A single-crystal structure made of a semiconductor material or any other material deposited on a single-crystal substrate as described above desirably has a precisely flat surface. In practice, however, a crystal growth process or an epitaxial film formation process causes a single-crystal substrate to have bowing in some cases. When the single-crystal substrate has bowing, the bowing may affect device characteristics of a final product and cause a problem in using a process technology for manufacturing a final product (that is, technology for forming a variety of elements on a substrate).
Since whether or not a single-crystal substrate has bowing greatly affects characteristics of a final product manufactured based on the single-crystal substrate, it is very important to evaluate the amount of bowing.
A laser-beam-based method has been known as a method for measuring the amount of bowing of a single-crystal substrate (Non-Patent Citation 1, for example). The method includes irradiating a specimen surface with a plurality of collimated laser beams, measuring the position of each of the laser beams reflected off the specimen surface, and evaluating the amount of bowing of the specimen based on the distribution of the positions. In the conventional laser-beam-based method for measuring the amount of bowing, however, the exterior appearance of a target object is observed, but the amount of bowing of a crystal lattice plane of a single-crystal substrate is not measured.
As a method that allows measurement of the amount of bowing itself of a crystal plane, Patent Citations 1 and 2, for example, disclose conventional X-ray-based measurement methods. The conventional measurement methods include the steps of irradiating a surface of a target object with X-rays in a position under measurement to acquire a rocking curve and determining a peak position of the rocking curve. The methods further include moving the X-rays and the target object relative to each other and carrying out the same steps on one or more positions under measurement to determine a peak position of a rocking curve in each of the positions under measurement. The methods finally include calculating the curvature radius (that is, the amount of bowing) of the single-crystal substrate based on how the peak position of the rocking curve changes when the position under measurement is changed.

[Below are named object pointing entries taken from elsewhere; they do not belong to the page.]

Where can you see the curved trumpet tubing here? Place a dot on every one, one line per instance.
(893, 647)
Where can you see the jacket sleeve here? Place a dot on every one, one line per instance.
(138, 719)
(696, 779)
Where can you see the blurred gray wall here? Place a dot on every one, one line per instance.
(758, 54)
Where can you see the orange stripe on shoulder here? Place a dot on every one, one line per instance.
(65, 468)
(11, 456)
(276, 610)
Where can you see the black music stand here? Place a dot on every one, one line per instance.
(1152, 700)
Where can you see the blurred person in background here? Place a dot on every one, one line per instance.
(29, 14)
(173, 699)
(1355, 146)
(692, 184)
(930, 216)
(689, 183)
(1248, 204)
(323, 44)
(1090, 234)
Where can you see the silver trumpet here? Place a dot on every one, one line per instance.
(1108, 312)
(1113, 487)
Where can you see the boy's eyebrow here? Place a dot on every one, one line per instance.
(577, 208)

FIG. 11A shows an example of the relationship between the bowing and the curvature radius. Specifically, the amount of bowing is the distance C from the line that connects both ends of a measured area A of a single-crystal substrate 101. The horizontal axes of FIGS. 11B and 11C represent the curvature radius R corresponding to the bowing C. In FIGS. 11B and 11C, the vertical axes represent the amount of bowing C, and the horizontal axes represent the curvature radius R.